Elke correctie van een tekort aan formules wordt geadverteerd als een voorschot. Fundamenteel zijn het onnauwkeurige kopieën gebaseerd op verouderde en onvolledige kennis van wat moedermelk is. Formules bevatten geen antilichamen, geen levende cellen, geen enzymen, geen hormonen. Ze bevatten veel meer aluminium, mangaan, cadmium en ijzer dan moedermelk.

Ze bevatten aanzienlijk meer eiwitten dan moedermelk. De eiwitten en vetten verschillen fundamenteel van die in moedermelk. Formules variëren niet van het begin van de feed tot het einde van de feed, of van dag 1 tot dag 7 tot dag 30, of van vrouw tot vrouw, of van baby tot baby ... Uw moedermelk wordt gemaakt zoals vereist om past bij je baby. Formules zijn gemaakt voor elke baby, en dus geen baby. Formules slagen er alleen maar in om baby's meestal goed te laten groeien, maar er is meer aan de borstvoeding dan dat de baby snel groeit.

14. Als de moeder een infectie heeft, moet ze stoppen met borstvoeding geven.

Niet waar! Op zeer, enkele uitzonderingen na, zal de baby beschermd worden door het feit dat de moeder blijft borstvoeding geven. Tegen de tijd dat de moeder koorts heeft (of hoest, braken, diarree, uitslag, enz.) Heeft ze de baby de infectie al gegeven, omdat ze enkele dagen besmettelijk is geweest voordat ze wist dat ze ziek was. De beste bescherming van de baby tegen het krijgen van de infectie is voor de moeder om door te gaan met het geven van borstvoeding. Als de baby ziek wordt, zal hij minder ziek zijn als de moeder borstvoeding blijft geven. Trouwens, misschien was het de baby die de infectie aan de moeder gaf, maar de baby vertoonde geen tekenen van ziekte omdat hij borstvoeding gaf.

Ook zijn borstinfecties , waaronder abces in de borst, hoewel pijnlijk, geen reden om te stoppen met borstvoeding. Inderdaad, de infectie neemt waarschijnlijk sneller af als de moeder aan de aangedane zijde borstvoeding blijft geven.

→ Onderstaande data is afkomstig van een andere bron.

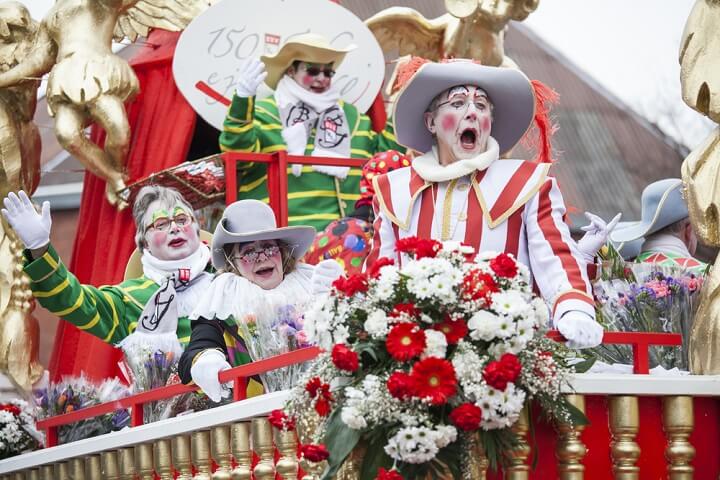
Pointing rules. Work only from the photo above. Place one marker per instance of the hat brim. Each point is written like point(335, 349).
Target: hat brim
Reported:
point(298, 238)
point(277, 64)
point(509, 91)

15. Als de baby diarree of braken heeft, moet de moeder stoppen met borstvoeding geven.

Niet waar! Het beste medicijn voor de darmontsteking van een baby is borstvoeding geven. Stop andere voedingsmiddelen voor een korte tijd, maar ga door met borstvoeding geven. Moedermelk is de enige vloeistof die uw baby nodig heeft als hij diarree en / of braken heeft, behalve in uitzonderlijke omstandigheden. De druk om "orale rehydratatieoplossingen" te gebruiken, is vooral een duw van de formule (en orale oplossingen voor rehydratatie) om nog meer geld te verdienen.

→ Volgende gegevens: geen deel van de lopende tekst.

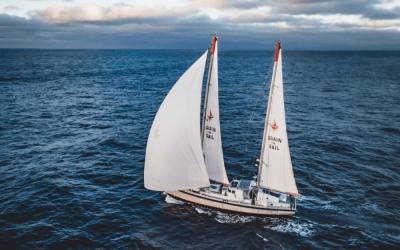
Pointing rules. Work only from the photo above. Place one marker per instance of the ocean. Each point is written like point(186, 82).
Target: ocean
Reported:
point(74, 127)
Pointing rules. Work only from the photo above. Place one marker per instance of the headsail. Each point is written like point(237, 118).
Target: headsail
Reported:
point(276, 172)
point(211, 132)
point(174, 158)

De baby wordt getroost door de borstvoeding en de moeder wordt getroost door de borstvoeding van de baby.

16. Als de moeder medicijnen gebruikt, mag ze geen borstvoeding geven.

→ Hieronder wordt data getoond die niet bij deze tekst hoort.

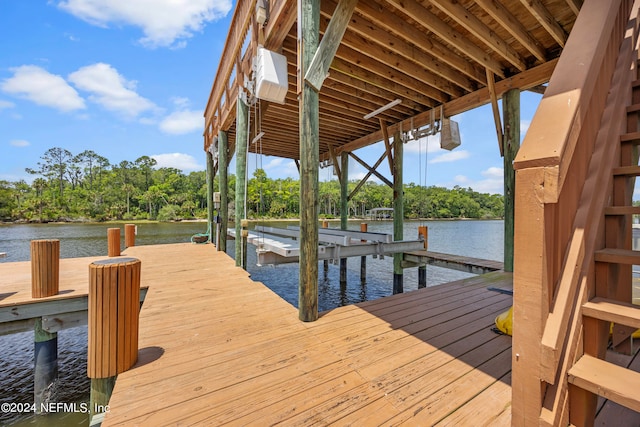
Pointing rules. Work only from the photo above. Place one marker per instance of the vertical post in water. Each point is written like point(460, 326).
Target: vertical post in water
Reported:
point(242, 132)
point(423, 233)
point(45, 282)
point(223, 182)
point(398, 210)
point(344, 206)
point(511, 106)
point(129, 235)
point(309, 119)
point(210, 196)
point(113, 242)
point(363, 259)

Niet waar! Er zijn heel weinig medicijnen die een moeder niet veilig kan gebruiken tijdens de borstvoeding. Een zeer kleine hoeveelheid van de meeste medicijnen komt voor in de melk, maar meestal in zulke kleine hoeveelheden dat er geen reden tot zorg is. Als een geneesmiddel echt van zorg is, zijn er meestal even effectieve, alternatieve geneesmiddelen die veilig zijn. De risico's van kunstmatige voeding voor zowel de moeder als de baby moeten in aanmerking worden genomen bij het wegen als de borstvoeding moet worden voortgezet (Handouts # 9a en b Je moet doorgaan met borstvoeding geven).